Thursday, 21 February 2008

Early days

One of my best friends at Seatoun School (I had two best friends there, just lucky I guess) had a father who worked for one of the three big department stores in Wellington, James Smiths. Every year James Smiths put on a big Christmas parade that packed the city's streets with thousands of kids and their parents and my friend Bobby's Father made those floats and giant moving models and costumes of all kinds of story book characters.
I thought that must be the best job in the world, just wonderful!

One of my Father's friends was a commercial artist who did a logo for the Black Knight Licorice company. A medieval knight in black armour with a lance and riding a big black war horse. I was very impressed with this piece of art work and I thought that being a commercial artist must be the best job in the world!

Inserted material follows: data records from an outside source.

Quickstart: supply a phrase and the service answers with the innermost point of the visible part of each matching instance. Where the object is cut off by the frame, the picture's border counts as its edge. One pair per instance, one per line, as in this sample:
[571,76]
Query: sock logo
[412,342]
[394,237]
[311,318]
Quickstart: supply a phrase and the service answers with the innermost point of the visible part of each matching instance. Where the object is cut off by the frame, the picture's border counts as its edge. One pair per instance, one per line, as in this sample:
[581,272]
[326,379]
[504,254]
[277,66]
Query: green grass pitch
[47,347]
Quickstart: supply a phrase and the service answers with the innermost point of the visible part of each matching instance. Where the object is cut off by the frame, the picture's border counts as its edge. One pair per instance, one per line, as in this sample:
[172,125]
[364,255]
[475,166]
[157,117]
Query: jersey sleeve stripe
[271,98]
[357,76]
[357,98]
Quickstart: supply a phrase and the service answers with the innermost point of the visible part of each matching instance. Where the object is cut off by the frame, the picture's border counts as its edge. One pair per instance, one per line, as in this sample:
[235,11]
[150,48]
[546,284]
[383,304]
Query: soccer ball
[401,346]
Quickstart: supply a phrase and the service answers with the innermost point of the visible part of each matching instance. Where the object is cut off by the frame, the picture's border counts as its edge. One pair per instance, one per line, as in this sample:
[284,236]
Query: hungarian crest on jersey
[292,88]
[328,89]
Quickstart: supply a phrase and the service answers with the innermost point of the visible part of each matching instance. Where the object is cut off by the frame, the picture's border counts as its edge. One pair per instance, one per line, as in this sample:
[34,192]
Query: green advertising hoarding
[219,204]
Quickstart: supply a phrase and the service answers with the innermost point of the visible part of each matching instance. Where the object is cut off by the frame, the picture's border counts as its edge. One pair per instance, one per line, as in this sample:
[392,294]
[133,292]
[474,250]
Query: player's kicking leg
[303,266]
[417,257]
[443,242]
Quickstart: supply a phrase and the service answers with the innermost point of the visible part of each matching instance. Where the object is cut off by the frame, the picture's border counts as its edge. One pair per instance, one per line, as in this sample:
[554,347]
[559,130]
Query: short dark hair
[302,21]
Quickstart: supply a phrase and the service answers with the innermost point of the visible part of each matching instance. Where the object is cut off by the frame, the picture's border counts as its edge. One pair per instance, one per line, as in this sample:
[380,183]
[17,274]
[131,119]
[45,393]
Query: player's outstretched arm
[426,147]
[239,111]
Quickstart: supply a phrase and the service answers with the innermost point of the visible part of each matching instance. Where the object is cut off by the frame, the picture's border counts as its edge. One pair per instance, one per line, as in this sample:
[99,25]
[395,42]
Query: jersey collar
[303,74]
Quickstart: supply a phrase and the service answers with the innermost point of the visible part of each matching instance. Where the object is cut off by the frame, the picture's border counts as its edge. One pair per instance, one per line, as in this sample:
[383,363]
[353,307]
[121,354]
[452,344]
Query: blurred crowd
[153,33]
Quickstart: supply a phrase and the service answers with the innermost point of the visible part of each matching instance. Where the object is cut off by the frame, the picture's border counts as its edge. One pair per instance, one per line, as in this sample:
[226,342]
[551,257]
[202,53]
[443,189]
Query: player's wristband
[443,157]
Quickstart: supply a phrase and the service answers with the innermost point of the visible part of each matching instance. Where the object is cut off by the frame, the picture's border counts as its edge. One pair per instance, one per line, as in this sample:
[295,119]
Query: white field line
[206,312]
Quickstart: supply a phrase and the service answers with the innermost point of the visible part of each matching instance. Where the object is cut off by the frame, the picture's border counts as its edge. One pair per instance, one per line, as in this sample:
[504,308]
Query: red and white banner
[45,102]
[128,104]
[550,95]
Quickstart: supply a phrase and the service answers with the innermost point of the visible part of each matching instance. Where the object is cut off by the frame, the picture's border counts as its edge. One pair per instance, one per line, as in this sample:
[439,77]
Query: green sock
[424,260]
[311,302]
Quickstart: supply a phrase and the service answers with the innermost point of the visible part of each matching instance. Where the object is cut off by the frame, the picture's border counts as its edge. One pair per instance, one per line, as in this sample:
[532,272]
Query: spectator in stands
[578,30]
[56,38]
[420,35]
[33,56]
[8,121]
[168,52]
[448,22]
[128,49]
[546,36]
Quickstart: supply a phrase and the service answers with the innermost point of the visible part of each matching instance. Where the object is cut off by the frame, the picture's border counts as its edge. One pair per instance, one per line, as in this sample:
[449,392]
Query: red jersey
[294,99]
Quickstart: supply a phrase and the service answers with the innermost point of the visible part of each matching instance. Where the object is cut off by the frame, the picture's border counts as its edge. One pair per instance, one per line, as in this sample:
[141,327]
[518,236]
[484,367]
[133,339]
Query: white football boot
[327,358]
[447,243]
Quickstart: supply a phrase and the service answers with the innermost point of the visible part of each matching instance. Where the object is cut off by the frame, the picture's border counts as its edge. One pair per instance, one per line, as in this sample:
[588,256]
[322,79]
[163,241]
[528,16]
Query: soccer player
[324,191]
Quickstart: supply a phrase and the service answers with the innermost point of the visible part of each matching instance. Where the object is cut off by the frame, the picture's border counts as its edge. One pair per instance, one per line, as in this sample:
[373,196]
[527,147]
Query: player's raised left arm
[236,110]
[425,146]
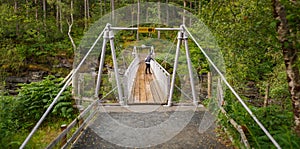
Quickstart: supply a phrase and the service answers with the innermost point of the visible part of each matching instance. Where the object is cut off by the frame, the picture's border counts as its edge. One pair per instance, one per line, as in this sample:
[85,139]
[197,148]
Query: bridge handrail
[60,92]
[163,77]
[129,76]
[73,124]
[233,91]
[77,120]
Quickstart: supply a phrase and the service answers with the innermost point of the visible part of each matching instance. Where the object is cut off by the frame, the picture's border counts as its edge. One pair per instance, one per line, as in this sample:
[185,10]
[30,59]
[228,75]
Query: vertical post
[179,38]
[64,139]
[188,59]
[209,79]
[105,39]
[220,93]
[111,38]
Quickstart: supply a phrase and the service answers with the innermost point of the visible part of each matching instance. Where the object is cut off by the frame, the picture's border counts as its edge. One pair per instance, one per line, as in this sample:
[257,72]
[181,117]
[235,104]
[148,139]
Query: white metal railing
[233,91]
[129,77]
[162,77]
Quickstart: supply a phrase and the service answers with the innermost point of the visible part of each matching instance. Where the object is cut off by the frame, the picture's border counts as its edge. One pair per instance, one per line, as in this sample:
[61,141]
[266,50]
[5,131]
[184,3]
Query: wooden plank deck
[145,88]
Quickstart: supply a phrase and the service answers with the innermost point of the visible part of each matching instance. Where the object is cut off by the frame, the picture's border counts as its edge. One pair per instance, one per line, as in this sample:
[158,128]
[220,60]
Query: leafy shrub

When I wasn't reading or playing with the neighbour's kids in the pines or in the tracks and zig zags that went down through the bush to the sea I was drawing. Drawing was something I liked to do and my Father kept me supplied with A5 notepads and pencils from a friend of his who worked at a big place called Commercial Print. I went through a lot of those pads and pencils.

Reading and drawing came together in comics and the comics that really inspired me were English war comics. What those artists could do with black ink on white paper was amazing to me. A blinding white hot explosion in the hot desert sun as a tank took a direct hit, the dark interior of a doomed English bomber trying desperately to get home through the black winter skies over Germany. All drawn with accuracy and attention to detail.

Much later I made, with a friend, a float for a St. Patricks day parade, I've created a couple of business logos and I have a story that could become a graphic novel but my life as an artist mostly revolves around murals and portraits.